Apache Drill 1.0 tears into data, with or without Hadoop

Drill 1.0 queries Hadoop data via SQL, but may have a life of its own outside of the framework

Apache Drill 1.0 tears into data, with or without Hadoop

How many ways can you mine Hadoop data with plain old SQL queries? Lots, but Apache Drill, one of the most versatile of the bunch, has hit its 1.0 milestone, and it's set to work with more than Hadoop alone.

Drill is an open source implementation of Google's Dremel/BigQuery engine. It was designed to query multiple kinds of data, including unstructured JSON, structured CSVs, the Apache Parquet format for columnar storage, schemas in Apache Hive's Metastore, and more conventional structured data sources.

Aside from needing nothing more than ANSI SQL to run queries and using conventional ODBC/JDBC connectors to allow access to the data, Drill doesn't require schemas to be defined for the data before querying. This means less involvement from IT to prepare data for analysis; anyone with a suitable tool set and the proper permissions can plug in and begin querying.

Jack Norris, chief marketing officer for MapR -- makers of a Google Capital-funded Hadoop distribution that offers Drill as a supported component -- described how the 1.0 release was earned by bringing the project to feature completeness for the sake of production environments. The core feature set for Drill has been fixed for some time.

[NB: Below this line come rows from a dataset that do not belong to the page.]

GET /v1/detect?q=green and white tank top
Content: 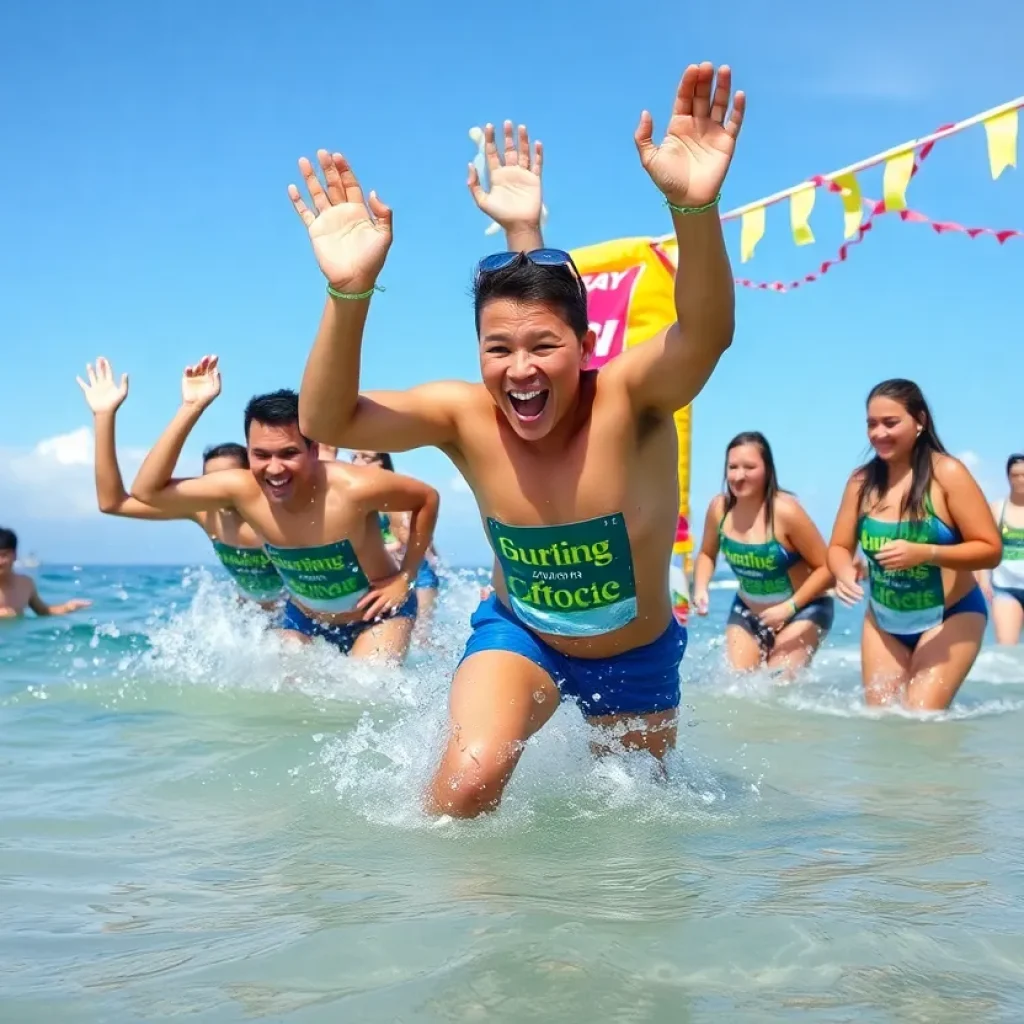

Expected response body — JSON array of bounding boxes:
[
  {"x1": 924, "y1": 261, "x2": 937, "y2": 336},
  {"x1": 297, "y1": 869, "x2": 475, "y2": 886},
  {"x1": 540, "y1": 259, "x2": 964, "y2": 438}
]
[
  {"x1": 992, "y1": 502, "x2": 1024, "y2": 590},
  {"x1": 718, "y1": 513, "x2": 801, "y2": 604},
  {"x1": 213, "y1": 541, "x2": 285, "y2": 602}
]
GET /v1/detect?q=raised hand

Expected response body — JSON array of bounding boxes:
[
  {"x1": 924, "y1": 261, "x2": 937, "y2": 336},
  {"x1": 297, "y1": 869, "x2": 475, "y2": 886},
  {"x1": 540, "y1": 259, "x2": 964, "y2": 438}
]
[
  {"x1": 466, "y1": 121, "x2": 544, "y2": 230},
  {"x1": 75, "y1": 355, "x2": 128, "y2": 416},
  {"x1": 181, "y1": 355, "x2": 220, "y2": 409},
  {"x1": 288, "y1": 150, "x2": 391, "y2": 295},
  {"x1": 633, "y1": 61, "x2": 746, "y2": 207}
]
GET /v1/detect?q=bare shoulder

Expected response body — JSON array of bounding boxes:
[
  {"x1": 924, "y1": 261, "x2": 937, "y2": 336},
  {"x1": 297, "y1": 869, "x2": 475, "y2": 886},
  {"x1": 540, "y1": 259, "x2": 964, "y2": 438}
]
[{"x1": 932, "y1": 454, "x2": 974, "y2": 490}]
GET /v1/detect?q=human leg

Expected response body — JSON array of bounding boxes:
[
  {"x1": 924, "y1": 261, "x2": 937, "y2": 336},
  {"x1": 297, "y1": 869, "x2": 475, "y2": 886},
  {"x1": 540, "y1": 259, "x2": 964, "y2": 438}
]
[
  {"x1": 426, "y1": 649, "x2": 560, "y2": 818},
  {"x1": 992, "y1": 590, "x2": 1024, "y2": 646},
  {"x1": 860, "y1": 610, "x2": 913, "y2": 706},
  {"x1": 903, "y1": 611, "x2": 985, "y2": 711},
  {"x1": 725, "y1": 597, "x2": 773, "y2": 672}
]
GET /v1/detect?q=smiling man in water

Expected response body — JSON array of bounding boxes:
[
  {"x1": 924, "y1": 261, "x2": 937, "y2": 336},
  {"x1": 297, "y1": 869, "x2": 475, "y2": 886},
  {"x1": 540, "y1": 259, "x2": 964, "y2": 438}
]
[
  {"x1": 289, "y1": 63, "x2": 744, "y2": 817},
  {"x1": 132, "y1": 356, "x2": 438, "y2": 662}
]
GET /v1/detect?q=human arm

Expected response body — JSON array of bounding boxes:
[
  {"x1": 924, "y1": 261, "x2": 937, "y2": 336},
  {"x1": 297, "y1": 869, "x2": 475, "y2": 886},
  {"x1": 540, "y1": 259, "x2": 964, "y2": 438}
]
[
  {"x1": 758, "y1": 495, "x2": 834, "y2": 630},
  {"x1": 693, "y1": 495, "x2": 725, "y2": 615},
  {"x1": 352, "y1": 469, "x2": 440, "y2": 620},
  {"x1": 76, "y1": 355, "x2": 189, "y2": 520},
  {"x1": 615, "y1": 62, "x2": 746, "y2": 414},
  {"x1": 288, "y1": 150, "x2": 464, "y2": 452},
  {"x1": 876, "y1": 456, "x2": 1002, "y2": 572},
  {"x1": 467, "y1": 121, "x2": 544, "y2": 252},
  {"x1": 826, "y1": 473, "x2": 864, "y2": 604},
  {"x1": 131, "y1": 355, "x2": 251, "y2": 517},
  {"x1": 29, "y1": 582, "x2": 92, "y2": 615}
]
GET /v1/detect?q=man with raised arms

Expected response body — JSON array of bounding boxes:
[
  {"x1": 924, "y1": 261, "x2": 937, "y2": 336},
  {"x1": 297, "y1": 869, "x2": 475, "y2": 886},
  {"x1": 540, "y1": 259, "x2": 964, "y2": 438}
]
[
  {"x1": 132, "y1": 356, "x2": 438, "y2": 662},
  {"x1": 289, "y1": 63, "x2": 744, "y2": 816}
]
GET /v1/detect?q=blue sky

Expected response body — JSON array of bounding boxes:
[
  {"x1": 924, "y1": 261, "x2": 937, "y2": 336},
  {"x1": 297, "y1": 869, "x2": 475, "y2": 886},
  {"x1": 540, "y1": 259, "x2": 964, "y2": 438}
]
[{"x1": 0, "y1": 0, "x2": 1024, "y2": 562}]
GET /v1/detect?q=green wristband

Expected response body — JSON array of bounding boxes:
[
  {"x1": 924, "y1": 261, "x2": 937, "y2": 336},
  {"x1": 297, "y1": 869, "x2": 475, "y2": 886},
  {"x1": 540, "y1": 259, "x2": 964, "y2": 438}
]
[
  {"x1": 327, "y1": 284, "x2": 384, "y2": 299},
  {"x1": 665, "y1": 193, "x2": 722, "y2": 216}
]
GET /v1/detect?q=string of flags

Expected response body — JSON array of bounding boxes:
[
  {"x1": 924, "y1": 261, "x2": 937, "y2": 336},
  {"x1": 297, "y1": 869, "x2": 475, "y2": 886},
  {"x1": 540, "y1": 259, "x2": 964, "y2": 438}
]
[{"x1": 722, "y1": 96, "x2": 1024, "y2": 292}]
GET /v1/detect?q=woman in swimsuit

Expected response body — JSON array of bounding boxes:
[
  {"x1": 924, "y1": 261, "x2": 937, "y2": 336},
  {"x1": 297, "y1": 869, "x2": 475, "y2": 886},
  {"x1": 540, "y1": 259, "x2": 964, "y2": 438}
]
[
  {"x1": 828, "y1": 380, "x2": 1002, "y2": 711},
  {"x1": 352, "y1": 452, "x2": 440, "y2": 642},
  {"x1": 975, "y1": 455, "x2": 1024, "y2": 646},
  {"x1": 78, "y1": 356, "x2": 284, "y2": 610},
  {"x1": 693, "y1": 431, "x2": 835, "y2": 674}
]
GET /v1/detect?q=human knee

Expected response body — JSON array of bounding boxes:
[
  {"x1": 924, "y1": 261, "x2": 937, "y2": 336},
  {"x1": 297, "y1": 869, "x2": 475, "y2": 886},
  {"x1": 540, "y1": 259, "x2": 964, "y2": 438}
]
[{"x1": 431, "y1": 744, "x2": 521, "y2": 818}]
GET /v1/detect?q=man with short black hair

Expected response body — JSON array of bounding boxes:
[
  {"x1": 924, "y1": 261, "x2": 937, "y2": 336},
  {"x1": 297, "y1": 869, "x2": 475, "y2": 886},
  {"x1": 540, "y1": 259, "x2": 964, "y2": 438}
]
[
  {"x1": 0, "y1": 526, "x2": 92, "y2": 618},
  {"x1": 132, "y1": 355, "x2": 438, "y2": 662}
]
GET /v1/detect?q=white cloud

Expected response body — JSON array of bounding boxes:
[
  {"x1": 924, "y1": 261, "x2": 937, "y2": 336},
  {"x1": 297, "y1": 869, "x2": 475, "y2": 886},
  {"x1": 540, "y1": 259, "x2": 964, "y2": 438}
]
[{"x1": 0, "y1": 427, "x2": 182, "y2": 522}]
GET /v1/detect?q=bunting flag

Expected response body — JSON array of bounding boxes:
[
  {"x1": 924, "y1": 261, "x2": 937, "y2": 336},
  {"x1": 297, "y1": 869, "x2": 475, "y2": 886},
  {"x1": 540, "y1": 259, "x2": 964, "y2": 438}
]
[
  {"x1": 571, "y1": 239, "x2": 693, "y2": 624},
  {"x1": 716, "y1": 96, "x2": 1024, "y2": 292}
]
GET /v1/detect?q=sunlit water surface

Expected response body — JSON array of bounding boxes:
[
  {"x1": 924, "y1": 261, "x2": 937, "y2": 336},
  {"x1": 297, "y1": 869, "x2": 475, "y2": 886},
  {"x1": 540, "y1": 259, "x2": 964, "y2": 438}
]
[{"x1": 0, "y1": 567, "x2": 1024, "y2": 1024}]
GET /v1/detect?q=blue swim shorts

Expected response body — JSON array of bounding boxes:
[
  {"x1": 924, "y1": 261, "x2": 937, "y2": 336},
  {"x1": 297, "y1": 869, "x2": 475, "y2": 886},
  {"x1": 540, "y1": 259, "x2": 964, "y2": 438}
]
[
  {"x1": 415, "y1": 558, "x2": 440, "y2": 590},
  {"x1": 275, "y1": 591, "x2": 416, "y2": 654},
  {"x1": 460, "y1": 594, "x2": 686, "y2": 717}
]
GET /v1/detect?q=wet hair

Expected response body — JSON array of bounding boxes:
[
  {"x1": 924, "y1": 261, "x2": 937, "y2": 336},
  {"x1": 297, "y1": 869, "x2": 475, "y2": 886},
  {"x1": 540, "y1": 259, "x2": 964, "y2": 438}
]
[
  {"x1": 722, "y1": 430, "x2": 785, "y2": 534},
  {"x1": 245, "y1": 387, "x2": 309, "y2": 447},
  {"x1": 857, "y1": 377, "x2": 946, "y2": 520},
  {"x1": 203, "y1": 441, "x2": 249, "y2": 469},
  {"x1": 473, "y1": 253, "x2": 590, "y2": 340}
]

But another key aspect of Drill is its future apart from Hadoop, which is only one of many different kinds of data sources that Drill can query. Many of MapR's partners who are business intelligence providers, said Norris, are providing their perspective and support for Drill. "At the very least, Drill expands their flexibility," he said, "and their ability to access some of these new data formats directly, so that it's bringing self-service [data access] to these systems as well."

As questions arise about how much enterprise uptake can be realistically expected of Hadoop, it's prudent for projects conventionally thought of as Hadoop-centric efforts to have second lives. That includes not only Drill, but other Apache data-crunching projects like Spark. If Hadoop's flame turns out to be bright but short-lived, Drill won't be lacking for other areas to tear into.